# Xoom Screen Shots + System Info



## evams (Jun 11, 2011)

Xoom WiFi
Android 3.1
Kernel Version 2.6.36 
Tiamat v1.4.4
Team Tiamat Xoom Rom 1.0 Deodexed

Launcher = Go Launcher Ex (App Drawer Looks Really Funky)
Stable @ 1.7GHZ

View attachment 47


----------



## coheirnt (Jun 8, 2011)

Verizon 3g Xoom
Tiamat 1.4.4 kernel
Bazar6 stock Red theme 
Circle launcher


----------



## evams (Jun 11, 2011)

need more screen shots!!! haha.


----------



## hamholla (Jun 15, 2011)

whats the easiest way to take screen shots? Can you use drocap?


----------



## coheirnt (Jun 8, 2011)

hamholla said:


> whats the easiest way to take screen shots? Can you use drocap?

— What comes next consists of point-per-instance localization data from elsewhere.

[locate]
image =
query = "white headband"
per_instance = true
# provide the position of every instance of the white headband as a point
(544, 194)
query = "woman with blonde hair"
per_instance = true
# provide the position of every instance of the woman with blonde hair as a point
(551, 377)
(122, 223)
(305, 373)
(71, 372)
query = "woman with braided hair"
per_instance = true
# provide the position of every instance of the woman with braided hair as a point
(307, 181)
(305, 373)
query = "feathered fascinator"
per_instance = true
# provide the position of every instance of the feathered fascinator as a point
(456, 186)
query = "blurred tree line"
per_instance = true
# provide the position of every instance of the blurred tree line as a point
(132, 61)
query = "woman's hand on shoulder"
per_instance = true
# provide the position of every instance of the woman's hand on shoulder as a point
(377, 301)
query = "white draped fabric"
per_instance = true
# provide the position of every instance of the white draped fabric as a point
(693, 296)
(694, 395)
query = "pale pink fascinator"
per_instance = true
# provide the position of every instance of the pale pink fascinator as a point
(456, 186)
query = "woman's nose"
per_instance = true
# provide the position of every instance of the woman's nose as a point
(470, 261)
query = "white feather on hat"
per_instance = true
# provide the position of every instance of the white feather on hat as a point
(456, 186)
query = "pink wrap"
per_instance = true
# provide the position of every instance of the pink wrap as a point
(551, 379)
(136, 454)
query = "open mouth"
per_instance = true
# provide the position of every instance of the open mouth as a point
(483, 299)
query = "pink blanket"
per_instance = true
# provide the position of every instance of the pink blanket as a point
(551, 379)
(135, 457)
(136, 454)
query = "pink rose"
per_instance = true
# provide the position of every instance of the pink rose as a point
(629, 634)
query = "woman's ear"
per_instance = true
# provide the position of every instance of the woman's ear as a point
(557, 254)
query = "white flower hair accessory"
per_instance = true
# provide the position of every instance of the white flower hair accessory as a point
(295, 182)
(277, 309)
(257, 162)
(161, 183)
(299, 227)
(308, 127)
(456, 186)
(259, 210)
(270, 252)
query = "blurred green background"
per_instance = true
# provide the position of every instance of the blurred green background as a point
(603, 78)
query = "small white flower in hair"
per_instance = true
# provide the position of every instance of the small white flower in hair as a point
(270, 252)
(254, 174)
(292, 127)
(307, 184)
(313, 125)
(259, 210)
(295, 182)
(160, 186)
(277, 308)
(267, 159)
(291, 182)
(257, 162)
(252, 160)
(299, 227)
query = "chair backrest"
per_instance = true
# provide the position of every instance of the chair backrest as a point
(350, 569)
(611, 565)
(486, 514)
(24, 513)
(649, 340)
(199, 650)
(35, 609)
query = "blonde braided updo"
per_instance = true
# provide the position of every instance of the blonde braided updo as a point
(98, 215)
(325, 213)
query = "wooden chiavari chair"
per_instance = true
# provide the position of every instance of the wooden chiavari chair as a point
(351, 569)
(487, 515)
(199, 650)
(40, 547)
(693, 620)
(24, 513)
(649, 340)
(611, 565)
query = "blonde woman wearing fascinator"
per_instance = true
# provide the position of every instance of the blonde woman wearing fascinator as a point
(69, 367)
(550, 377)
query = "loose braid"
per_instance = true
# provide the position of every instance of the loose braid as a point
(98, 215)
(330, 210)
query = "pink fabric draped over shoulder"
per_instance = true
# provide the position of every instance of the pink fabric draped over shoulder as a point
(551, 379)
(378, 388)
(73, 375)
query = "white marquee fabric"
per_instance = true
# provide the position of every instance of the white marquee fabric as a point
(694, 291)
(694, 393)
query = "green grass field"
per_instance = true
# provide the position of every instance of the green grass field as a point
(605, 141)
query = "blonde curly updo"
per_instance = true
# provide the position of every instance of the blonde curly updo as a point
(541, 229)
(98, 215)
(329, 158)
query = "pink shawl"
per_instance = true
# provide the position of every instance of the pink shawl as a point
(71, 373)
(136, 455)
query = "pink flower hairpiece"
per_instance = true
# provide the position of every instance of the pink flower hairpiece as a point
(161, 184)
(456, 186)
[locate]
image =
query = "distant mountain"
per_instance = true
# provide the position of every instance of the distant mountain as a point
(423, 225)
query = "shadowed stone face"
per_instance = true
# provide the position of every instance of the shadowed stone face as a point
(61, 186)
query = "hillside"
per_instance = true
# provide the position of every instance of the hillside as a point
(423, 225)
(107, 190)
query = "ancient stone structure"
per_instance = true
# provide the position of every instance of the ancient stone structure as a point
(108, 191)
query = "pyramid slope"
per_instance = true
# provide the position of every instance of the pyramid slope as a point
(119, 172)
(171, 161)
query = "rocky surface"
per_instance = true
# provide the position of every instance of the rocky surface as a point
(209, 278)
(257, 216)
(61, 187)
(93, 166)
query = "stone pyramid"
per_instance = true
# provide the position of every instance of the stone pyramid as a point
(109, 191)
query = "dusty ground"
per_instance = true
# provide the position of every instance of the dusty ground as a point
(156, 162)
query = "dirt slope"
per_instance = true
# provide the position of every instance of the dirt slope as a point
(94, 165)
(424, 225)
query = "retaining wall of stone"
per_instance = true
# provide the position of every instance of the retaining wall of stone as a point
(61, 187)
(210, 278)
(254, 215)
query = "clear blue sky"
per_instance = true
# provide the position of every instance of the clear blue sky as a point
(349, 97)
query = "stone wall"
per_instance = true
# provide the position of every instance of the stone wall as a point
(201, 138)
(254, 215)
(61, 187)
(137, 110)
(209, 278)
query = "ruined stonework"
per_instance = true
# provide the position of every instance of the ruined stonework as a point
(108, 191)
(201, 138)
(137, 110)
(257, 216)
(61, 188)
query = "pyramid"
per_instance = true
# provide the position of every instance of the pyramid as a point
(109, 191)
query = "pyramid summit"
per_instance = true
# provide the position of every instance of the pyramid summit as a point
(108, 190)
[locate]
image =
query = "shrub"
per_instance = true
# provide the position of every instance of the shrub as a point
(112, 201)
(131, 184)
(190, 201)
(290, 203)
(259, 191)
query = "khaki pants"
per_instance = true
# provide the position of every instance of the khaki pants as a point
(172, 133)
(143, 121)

I use screen shot er. It gives you a preview after each shot I love it!


----------



## evams (Jun 11, 2011)

screenshot er gotta be rooted though

Sent from my Xoom using Tapatalk


----------



## Steady Hawkin (Jun 8, 2011)

You can also use ADB to take screenshots, its a pain but it should work if your not rooted.


----------



## itsTreyG (Aug 10, 2011)




----------



## tp76 (Aug 22, 2011)




----------



## Joshjunior (Jun 17, 2011)

tp76 said:


>


that is sick!


----------